The tensions and trade-offs related to data, the most valuable resource in the digital economy, are huge. The exponential growth of data is driving the interest in using it in marketing strategies and as amplifiers to spread the political and ideological messages. The exploitation of big data causes concerns about privacy, compliance, liability, information security and confidentiality. Because of its high value it is often worthwhile for other parties to chase after it, even by illegal means like data theft and economic espionage. At the same time, there is currently no broader legal or practical consensus on non-personal data governance, thus national authorities are taking the matters in their own hands by coming up with national frameworks. Also, data sovereignty and security are at the top of the EU agenda, as shown in the European Strategy for Data that includes the creation of common European data spaces aiming to boost EU data-driven economy.
The topic of data governance is very broad and complex. During the webinar the following aspects were highlighted: the complexity of data ecosystem, data ownership, European approach to data and data for common good.
Each of the topics is elaborated below. As one of the main goals of the meeting was to clarify challenges and important points in the discussion on the subject of data governance, very often more questions than answers appeared. We believe that this approach stimulates and serves public debate by boosting the need for a multi-stakeholder approach and by demonstrating the key aspects for further discussion.

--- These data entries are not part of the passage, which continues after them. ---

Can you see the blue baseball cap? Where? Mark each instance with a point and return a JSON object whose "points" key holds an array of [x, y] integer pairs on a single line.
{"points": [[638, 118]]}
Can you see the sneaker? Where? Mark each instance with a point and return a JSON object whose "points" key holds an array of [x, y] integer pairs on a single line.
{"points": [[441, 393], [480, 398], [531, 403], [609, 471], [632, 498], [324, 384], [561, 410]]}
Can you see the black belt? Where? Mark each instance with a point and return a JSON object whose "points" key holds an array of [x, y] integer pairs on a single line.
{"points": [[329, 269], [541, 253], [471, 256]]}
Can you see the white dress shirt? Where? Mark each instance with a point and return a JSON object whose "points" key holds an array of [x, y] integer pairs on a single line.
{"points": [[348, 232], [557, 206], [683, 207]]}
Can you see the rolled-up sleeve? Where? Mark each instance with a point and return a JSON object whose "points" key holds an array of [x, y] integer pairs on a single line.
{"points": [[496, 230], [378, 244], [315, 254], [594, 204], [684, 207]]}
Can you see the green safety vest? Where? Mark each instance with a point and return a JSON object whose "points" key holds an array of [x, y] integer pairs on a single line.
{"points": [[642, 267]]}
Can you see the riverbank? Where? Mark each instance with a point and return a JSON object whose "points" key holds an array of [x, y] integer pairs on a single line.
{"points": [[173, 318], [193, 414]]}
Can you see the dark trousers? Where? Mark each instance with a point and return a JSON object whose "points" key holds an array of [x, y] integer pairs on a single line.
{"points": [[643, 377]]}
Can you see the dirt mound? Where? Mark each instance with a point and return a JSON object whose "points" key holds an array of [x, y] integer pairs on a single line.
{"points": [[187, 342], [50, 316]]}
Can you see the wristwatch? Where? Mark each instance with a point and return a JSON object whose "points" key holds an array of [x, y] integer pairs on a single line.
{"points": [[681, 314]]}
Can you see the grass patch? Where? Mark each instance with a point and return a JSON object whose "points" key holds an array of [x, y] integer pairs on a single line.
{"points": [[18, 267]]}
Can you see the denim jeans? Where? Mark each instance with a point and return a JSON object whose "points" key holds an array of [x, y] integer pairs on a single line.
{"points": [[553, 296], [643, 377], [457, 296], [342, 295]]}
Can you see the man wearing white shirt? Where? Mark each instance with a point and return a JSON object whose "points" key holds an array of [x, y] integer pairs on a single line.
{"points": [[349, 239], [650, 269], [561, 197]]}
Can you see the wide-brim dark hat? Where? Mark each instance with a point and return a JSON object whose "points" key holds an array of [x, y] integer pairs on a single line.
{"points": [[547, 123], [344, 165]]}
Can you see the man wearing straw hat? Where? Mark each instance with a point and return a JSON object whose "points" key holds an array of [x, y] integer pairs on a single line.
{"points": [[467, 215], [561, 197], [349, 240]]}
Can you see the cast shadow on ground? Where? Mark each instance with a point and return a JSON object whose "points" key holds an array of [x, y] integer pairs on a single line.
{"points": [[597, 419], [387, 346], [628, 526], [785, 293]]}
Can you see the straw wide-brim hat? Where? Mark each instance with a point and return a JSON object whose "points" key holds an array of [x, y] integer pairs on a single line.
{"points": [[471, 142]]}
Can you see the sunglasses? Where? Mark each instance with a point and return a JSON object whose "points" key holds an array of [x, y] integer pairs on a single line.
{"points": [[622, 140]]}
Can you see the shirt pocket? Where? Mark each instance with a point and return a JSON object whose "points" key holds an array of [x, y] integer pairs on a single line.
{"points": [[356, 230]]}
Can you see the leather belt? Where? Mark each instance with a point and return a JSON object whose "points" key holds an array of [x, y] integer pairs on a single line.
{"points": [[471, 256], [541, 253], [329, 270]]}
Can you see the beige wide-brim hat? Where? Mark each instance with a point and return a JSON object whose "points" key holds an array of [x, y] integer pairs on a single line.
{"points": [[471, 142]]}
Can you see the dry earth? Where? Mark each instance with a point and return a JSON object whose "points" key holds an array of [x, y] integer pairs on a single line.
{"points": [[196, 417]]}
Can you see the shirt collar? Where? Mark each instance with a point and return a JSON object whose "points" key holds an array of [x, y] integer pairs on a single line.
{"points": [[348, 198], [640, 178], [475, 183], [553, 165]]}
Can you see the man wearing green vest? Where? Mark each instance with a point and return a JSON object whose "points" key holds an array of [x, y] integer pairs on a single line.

THE COMPLEXITY OF DATA ECOSYSTEM
The connectivity is going to be the driver of digital economy. 5G, when widely rolled out, will fuel the growth of the Internet of Things. In Europe, the number of mobile IoT connections is set to grow from 140 million devices in 2018 to nearly 740 million by 2026. All those connections will generate data that will eventually become resource for data analytics and for the AI-based solutions. 5G fueling IoT and IoT fueling AI will become a powerful circle creating new opportunities for the global competitiveness of the European industries. It is important to underline that the relations between those technologies strongly depend on high level of cybersecurity. In this regard, with more data and more access point to the omnipresent devices, infrastructure vulnerabilities must be absolutely minimised. Data, as powerful as it might be, is not an end in itself and must be treated as an enabler for the future business models and must be supported by complementary initiatives.

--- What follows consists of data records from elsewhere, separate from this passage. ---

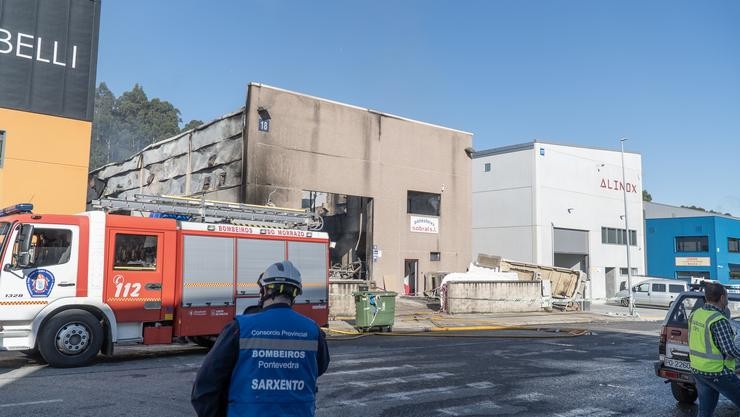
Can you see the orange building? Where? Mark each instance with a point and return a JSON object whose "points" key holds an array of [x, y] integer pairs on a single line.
{"points": [[48, 55]]}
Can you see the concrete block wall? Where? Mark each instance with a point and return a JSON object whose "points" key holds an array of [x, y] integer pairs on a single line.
{"points": [[493, 297]]}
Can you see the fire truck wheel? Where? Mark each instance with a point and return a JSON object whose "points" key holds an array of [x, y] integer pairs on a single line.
{"points": [[70, 338], [683, 394], [205, 341], [32, 353]]}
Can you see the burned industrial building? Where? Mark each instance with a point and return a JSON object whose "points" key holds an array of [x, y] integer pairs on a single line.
{"points": [[394, 193]]}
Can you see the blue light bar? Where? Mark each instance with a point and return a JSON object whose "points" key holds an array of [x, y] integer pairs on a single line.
{"points": [[16, 209]]}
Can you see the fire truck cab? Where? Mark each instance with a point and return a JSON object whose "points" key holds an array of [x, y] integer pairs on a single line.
{"points": [[72, 286]]}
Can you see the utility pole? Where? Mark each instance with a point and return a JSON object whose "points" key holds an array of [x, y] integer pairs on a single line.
{"points": [[627, 235]]}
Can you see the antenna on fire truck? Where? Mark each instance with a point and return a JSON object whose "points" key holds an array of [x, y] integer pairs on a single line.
{"points": [[200, 209]]}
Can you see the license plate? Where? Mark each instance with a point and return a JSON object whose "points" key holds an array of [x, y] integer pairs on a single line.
{"points": [[683, 365]]}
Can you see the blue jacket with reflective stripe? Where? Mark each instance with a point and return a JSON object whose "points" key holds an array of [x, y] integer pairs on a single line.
{"points": [[276, 371]]}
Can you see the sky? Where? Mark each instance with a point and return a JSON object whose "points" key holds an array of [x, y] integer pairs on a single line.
{"points": [[663, 74]]}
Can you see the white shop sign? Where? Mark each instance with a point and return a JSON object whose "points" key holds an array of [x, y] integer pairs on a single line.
{"points": [[424, 224]]}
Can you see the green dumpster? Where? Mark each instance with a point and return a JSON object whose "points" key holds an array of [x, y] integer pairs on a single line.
{"points": [[375, 310]]}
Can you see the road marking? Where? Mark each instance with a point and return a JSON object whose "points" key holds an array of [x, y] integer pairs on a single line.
{"points": [[470, 409], [481, 385], [588, 412], [31, 403], [16, 374], [532, 396], [402, 380], [559, 344], [357, 361], [370, 370], [352, 403], [406, 395]]}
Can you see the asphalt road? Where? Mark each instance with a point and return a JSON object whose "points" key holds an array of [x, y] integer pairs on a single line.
{"points": [[608, 373]]}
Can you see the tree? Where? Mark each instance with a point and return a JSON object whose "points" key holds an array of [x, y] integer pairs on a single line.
{"points": [[192, 124], [124, 125], [693, 207], [103, 126], [646, 196]]}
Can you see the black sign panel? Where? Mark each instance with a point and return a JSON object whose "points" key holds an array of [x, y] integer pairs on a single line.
{"points": [[48, 55]]}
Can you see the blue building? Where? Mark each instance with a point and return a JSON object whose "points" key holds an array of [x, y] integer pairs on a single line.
{"points": [[684, 243]]}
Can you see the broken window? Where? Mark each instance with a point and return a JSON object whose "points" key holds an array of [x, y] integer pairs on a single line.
{"points": [[348, 221], [423, 203]]}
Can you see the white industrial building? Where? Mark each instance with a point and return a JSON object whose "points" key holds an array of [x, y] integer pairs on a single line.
{"points": [[560, 205]]}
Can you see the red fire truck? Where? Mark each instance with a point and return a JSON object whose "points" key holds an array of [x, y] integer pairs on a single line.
{"points": [[75, 285]]}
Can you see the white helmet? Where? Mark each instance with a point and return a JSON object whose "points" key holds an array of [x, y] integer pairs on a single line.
{"points": [[280, 277]]}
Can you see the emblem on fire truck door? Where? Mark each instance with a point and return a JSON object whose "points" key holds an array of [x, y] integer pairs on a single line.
{"points": [[40, 282], [126, 289]]}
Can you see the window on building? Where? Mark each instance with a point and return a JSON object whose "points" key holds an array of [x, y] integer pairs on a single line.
{"points": [[2, 147], [50, 247], [734, 271], [675, 288], [423, 203], [687, 275], [136, 252], [733, 244], [615, 236], [692, 244], [623, 271]]}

In the data-driven economy, big data gives possibilities to expand businesses and enhance market influence. It is also creating new sources of revenue as data itself becomes the subject of transactions. Companies collecting and managing data oftentimes require users to hand over some rights in exchange for the use of their services. This brings up questions on the ownership of data and whether it is possible to empower users to also benefit from the data they provide in addition to the regular use of the platform’s services. In the traditional approach, users are giving up their data and their digital traces in exchange for the convenience of “free” services while platforms are earning money on the aggregated data, mostly through the advertising. In the last couple of years, however, it has become clear how valuable the data can be and what are the inherent security concerns. The problem is amplified by the fact that a handful of existing services are very dominant and it is hard to find competitive solutions that would offer the same services but with a different approach to data governance. On the other hand, while it might be easy to set the value of the aggregated data, there is no simple way to price the data per unit, thus, the compensation to users seems extremely challenging. Even considering that there is a market-created tool that might appraise the individual pieces of data that users are creating, the question arises on who and how should arbitrate this process.
EUROPEAN APPROACH TO DATA
In the Recovery Plan for Europe the European Commission underlined the need to invest more in connectivity and in the European industrial and technological performance, which overall are having spill-over effects on the EU’s strategic autonomy. Digital economy, especially technologies such as AI, cloud and quantum computing, but also the development of digital infrastructure and next generation networks are all drivers for data production and flow, as well as engines of innovation and job creation. Thus, in the coming months the legislative actions will be taken as part of, among others, European Strategy for Data, Digital Services Act, EU industrial strategy or White Paper on AI. Data was put by the EC at the heart of the recovery for Europe in order to rebuild the single market and also to make it more green and digital. Boosting the data economy is the cornerstone of having Europe’s digital leadership ambition fulfilled. The ambitious goals of the Commission to use measures to remove existing barriers to data sharing, to data pooling, and also to scale up in a coordinated way including the building of the European cloud system must be translated into concrete actions in order to stay globally competitive. It is crucial to support European industry in the sectoral common data spaces. The data exchange solution will be in this regard a great boost to businesses and to the SMEs to scale up without additional huge costs. An important component is also the promotion of business to government and business to business data frameworks (also in the light of the current European Recovery Plan). The advantage of European digital strategies also lies in the values which are always given priority. One of the greatest strengths of the EU – the regulatory power – not only influences the ecosystem in the Member States but also resonates externally. Users’ trust in this regard is very important and might become a driver of the competitive data industry which might not be the case in other places of the world where the data handling is not subject to transparent rules. Thus, creating secure and trust-based solutions at the heart of the data governance rules might influence other players on a global scale.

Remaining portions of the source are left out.